Do apagão à luz de Olga
Tudo indica o contrário. Na madrugada do golpe, Arédez foi arrancado de sua casa numa caminhonete da empresa. O mesmo aconteceu com alguns dos mais de 300 presos (38 desaparecidos) da chamada “noite do apagão”, em julho de 1976.
Na ocasião, foi cortada a energia elétrica de Calilegua e Libertador General San Martín. Apenas as luzes da Ledesma, que tem gerador próprio, permaneceram acesas, auxiliando o trabalho da repressão. Os presos foram levados aos galpões da empresa, onde permaneceram por vários dias, amarrados e encapuzados.
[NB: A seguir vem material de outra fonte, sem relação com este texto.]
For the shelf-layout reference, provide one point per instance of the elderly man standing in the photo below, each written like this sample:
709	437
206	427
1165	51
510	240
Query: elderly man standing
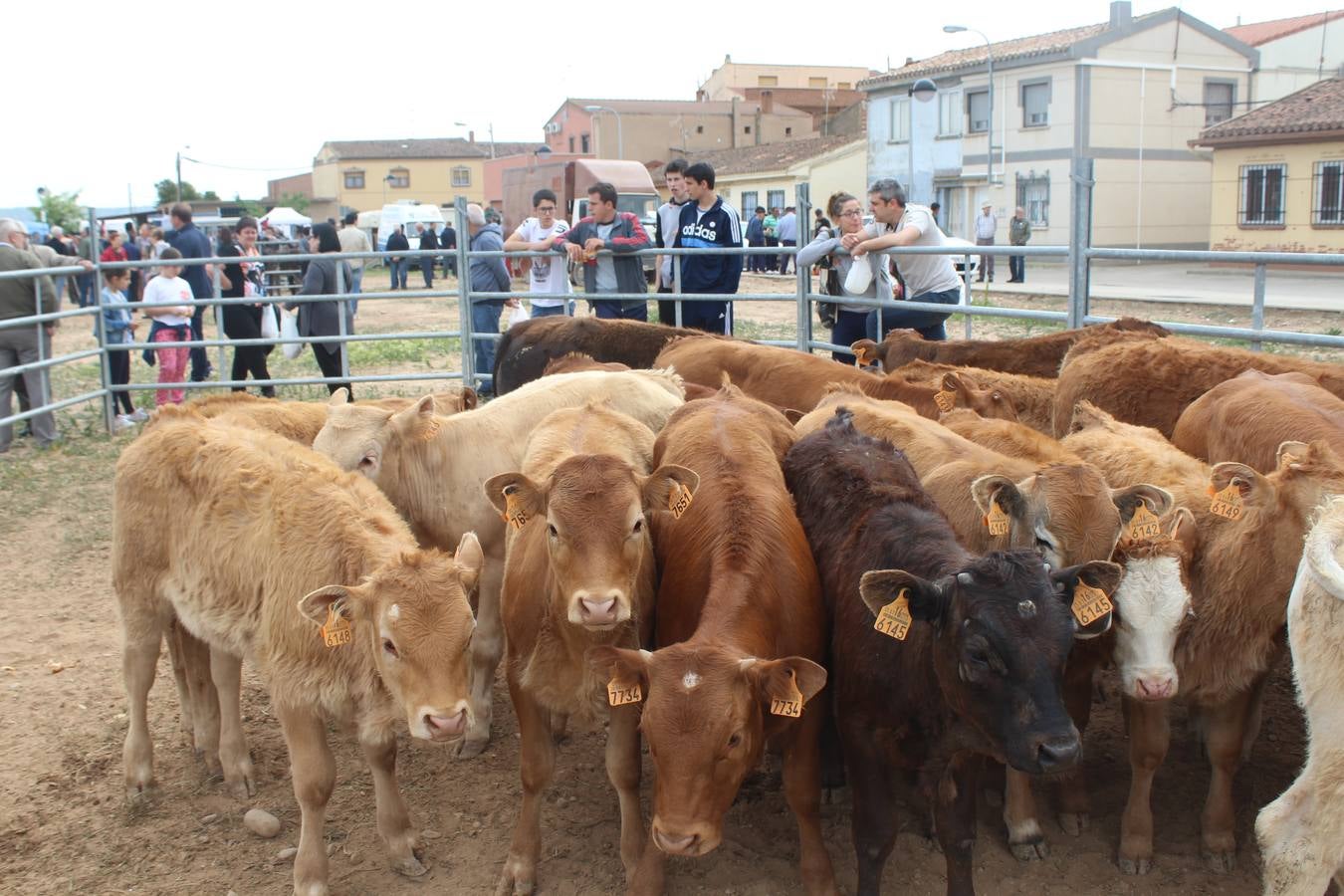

Não poucos foram transportados de avião para outras partes do país – e não havia onde pousar ou decolar uma aeronave na região se não fosse nas pistas pertencentes a Blaquier.
É voz corrente em Jujuy que os nomes dos sequestrados naquela noite haviam sido fornecidos à Gendarmeria (força argentina de fronteira) e ao Exército pelos gerentes da empresa. Documentos apreendidos por ordem judicial em seu escritório provam que a estadunidense World Division, que atuava como serviço privado de inteligência de Blaquier, espionou trabalhadores e militantes incômodos para a Ledesma desde os momentos anteriores ao apagão até… 2005.
Condenar Blaquier e fazê-lo cumprir a pena talvez exceda a capacidade do Estado argentino. Sentá-lo no banco dos réus, por outro lado, é um feito histórico que tem como maior responsável uma mulher obstinada e corajosa.
Em 1983, Olga Márquez de Arédez, começou a postar-se na praça central de San Martín a cada quinta feira, sozinha, com um retrato de seu marido nas mãos e a cabeça coberta por um lenço branco. Quando os familiares de outras vítimas foram perdendo o medo, passou a organizar – com o apoio de movimentos populares de todo o país – marchas anuais de 10 quilômetros, em memória das vítimas do apagão. Morreu em 2004, de uma doença respiratória causada pela queima do bagaço seco da cana da Ledesma.